Abstract

Ventricular conduction defect (VCD) in certain cases may obscure the electrocardiographic (ECG) signs of myocardial infarction (MI). While many previous studies have dealt with this problem, criteria derived from such studies have usually been limited in their clinical usefulness because their sensitivity and specificity were not indicated. Realizing the need for such information, we have gathered 816 records with VCD, and analyzed their Prank-lead ECGs to determine optimal diagnostic criteria for MI. The data used in the study were collected in a prospective fashion from six Veterans Administration Medical Centers, thereby including a fairly representative hospital population of adult males. Two thirds of these patients were white and one third black. Cases were randomly grouped into a training set of 547 and a test set of 269 subjects. The training set was analyzed first. In the presence of RVCD, 72% of cases with MI manifested a Q-wave abnormality in at least one lead. We defined a Q-wave abnormality as any one of the following: a Q/R amplitude ratio in lead x of more than 0.20, in lead y of greater than 0.22, and in lead z of less than 0.10. Among cases without MI, 29% met at least one of the same three criteria (false positives). We did not find R- or S- wave parameters useful to differentiate cases with MI from those without. In contrast to RVCD, a Q-wave abnormality in the presence of LVCD was significant for MI only when present in lead x or lead y. Forty-one percent of cases with MI had a Q/R amplitude ratio in lead x of more than 0.20, and/or a Q/R ratio in lead y exceeding 0.22. Only 11% of cases without MI manifested either one or both Q-wave abnormalities (false positives).

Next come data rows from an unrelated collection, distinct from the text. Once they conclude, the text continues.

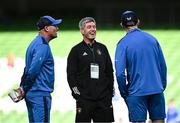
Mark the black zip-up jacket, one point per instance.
(78, 72)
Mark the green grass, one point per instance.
(22, 117)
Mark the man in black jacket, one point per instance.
(90, 76)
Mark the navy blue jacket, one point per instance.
(39, 70)
(140, 55)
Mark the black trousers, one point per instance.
(97, 111)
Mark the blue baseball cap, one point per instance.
(129, 18)
(47, 21)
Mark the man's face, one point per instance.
(89, 30)
(52, 31)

A Q/R ratio in lead z of less than 0.10 did not differentiate between cases with MI and those without. In the absence of LVCD, this finding denotes loss of anterior forces, and thus probable anterior MI. Neither did we find unique R- or S- wave measurements to distinguish between LVCD cases with and without MI. There was good repeatability of results when the same criteria were applied to the 269 test cases. On this set, the three criteria for MI in the presence of RVCD had 79% sensitivity and 72% specificity; for MI in the presence of LVCD, sensitivity was 44% and specificity 91%.